Prognose

VIK fürchtet Milliarden-Neubelastung für Stromkunden

Das bereits vom Bundestag beschlossene Infrastrukturgesetz sei gleichbedeutend mit einer neuen Milliarden-Belastung für die deutschen Stromkunden, meint die Interessenvertretung der energieintensiven Unternehmen. Der Bundesrat sollte aus Sicht des VIK das Gesetz noch stoppen.

Netzausbau Ökostrom© Gina Sanders / Fotolia.com

Essen (red) - Eine neue schwere Belastung der Stromkunden im Umfang von mehreren Milliarden Euro droht, so der Verband der Industriellen Energie- und Kraftwirtschaft (VIK).
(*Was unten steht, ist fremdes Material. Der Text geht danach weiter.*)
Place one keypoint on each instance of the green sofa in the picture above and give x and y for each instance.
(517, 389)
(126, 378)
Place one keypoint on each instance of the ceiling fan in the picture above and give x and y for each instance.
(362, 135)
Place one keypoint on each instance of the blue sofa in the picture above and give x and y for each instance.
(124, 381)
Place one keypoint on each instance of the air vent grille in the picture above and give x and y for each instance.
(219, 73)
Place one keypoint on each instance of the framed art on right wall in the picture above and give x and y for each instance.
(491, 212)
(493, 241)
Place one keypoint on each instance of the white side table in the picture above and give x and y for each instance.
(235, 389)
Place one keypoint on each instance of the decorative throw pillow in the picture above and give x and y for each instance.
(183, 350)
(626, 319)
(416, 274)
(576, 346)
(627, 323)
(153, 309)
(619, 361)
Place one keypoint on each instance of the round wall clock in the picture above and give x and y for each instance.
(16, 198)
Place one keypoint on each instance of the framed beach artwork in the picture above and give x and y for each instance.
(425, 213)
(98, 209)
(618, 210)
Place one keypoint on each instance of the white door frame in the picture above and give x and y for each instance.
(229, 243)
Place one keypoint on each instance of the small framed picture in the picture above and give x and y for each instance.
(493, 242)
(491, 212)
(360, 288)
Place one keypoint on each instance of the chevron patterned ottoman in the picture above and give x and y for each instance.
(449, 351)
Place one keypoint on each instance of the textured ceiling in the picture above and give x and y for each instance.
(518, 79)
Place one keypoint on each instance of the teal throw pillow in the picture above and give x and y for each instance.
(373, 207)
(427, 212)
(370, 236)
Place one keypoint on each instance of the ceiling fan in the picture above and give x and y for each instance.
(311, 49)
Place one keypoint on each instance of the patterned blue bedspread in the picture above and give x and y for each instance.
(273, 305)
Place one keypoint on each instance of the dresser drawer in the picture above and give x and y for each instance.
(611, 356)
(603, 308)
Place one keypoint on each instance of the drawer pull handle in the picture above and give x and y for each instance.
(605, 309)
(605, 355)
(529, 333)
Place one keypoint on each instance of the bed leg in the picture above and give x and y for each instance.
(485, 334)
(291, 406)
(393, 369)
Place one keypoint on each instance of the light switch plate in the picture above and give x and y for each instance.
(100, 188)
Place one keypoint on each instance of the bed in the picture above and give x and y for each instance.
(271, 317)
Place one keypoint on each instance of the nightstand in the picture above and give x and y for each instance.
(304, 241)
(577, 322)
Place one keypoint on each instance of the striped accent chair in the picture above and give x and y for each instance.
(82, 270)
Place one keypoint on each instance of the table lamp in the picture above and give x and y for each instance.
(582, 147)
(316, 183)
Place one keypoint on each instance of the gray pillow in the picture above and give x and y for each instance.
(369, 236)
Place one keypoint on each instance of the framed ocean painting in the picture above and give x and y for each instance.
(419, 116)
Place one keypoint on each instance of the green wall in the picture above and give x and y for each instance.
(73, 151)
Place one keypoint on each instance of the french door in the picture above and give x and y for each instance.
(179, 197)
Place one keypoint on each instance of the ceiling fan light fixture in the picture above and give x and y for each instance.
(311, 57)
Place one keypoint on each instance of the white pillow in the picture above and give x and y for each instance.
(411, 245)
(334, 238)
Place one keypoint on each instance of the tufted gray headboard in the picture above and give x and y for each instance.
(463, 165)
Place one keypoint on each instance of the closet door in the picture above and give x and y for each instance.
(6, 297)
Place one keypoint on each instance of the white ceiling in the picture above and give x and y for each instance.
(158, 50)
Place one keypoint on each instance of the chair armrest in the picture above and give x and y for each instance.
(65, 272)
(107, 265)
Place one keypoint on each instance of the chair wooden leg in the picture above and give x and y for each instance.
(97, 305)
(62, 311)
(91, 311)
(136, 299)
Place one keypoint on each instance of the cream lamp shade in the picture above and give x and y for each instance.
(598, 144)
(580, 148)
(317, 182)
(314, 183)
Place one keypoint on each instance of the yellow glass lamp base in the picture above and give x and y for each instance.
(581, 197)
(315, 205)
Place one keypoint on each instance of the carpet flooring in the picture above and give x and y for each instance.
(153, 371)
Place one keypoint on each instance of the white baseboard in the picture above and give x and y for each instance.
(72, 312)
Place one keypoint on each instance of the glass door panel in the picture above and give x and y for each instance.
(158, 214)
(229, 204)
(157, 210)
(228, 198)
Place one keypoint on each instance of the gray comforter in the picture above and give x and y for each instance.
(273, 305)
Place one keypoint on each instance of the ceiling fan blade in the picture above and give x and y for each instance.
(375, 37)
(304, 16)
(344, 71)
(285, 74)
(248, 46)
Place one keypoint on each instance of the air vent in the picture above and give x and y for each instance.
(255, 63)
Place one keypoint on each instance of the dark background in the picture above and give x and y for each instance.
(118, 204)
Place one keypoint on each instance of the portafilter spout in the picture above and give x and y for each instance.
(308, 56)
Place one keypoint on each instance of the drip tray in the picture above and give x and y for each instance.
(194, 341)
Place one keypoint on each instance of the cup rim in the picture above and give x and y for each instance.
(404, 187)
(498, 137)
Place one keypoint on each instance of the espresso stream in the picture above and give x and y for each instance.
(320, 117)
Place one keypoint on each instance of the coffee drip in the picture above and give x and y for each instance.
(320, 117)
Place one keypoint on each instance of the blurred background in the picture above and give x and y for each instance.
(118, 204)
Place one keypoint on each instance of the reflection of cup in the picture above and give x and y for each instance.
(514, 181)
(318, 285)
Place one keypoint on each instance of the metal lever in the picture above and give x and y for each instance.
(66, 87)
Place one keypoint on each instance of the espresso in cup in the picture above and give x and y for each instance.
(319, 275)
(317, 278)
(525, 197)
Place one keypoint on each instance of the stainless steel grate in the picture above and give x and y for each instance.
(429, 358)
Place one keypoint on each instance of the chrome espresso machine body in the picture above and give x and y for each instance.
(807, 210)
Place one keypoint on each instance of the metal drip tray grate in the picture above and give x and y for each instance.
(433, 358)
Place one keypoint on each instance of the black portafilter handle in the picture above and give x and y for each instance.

Die "versteckte Gesetzgebung" zur Änderung des Erneuerbare-Energien-Gesetzes (EEG) sei der Auslöser dafür. Die ersten bescheidenen Entlastungen der Stromkunden durch Netz­entgeltsenkungen der Bundesnetzagentur wären so schnell zunichte gemacht. Einen zweistelligen Milliarden-Euro-Betrag könnte diese Lastenverlagerung die Stromkunden zusätzlich kosten, so die Schätzung des VIK auf Grundlage der Netzstudie der Deutschen Energie-Agentur.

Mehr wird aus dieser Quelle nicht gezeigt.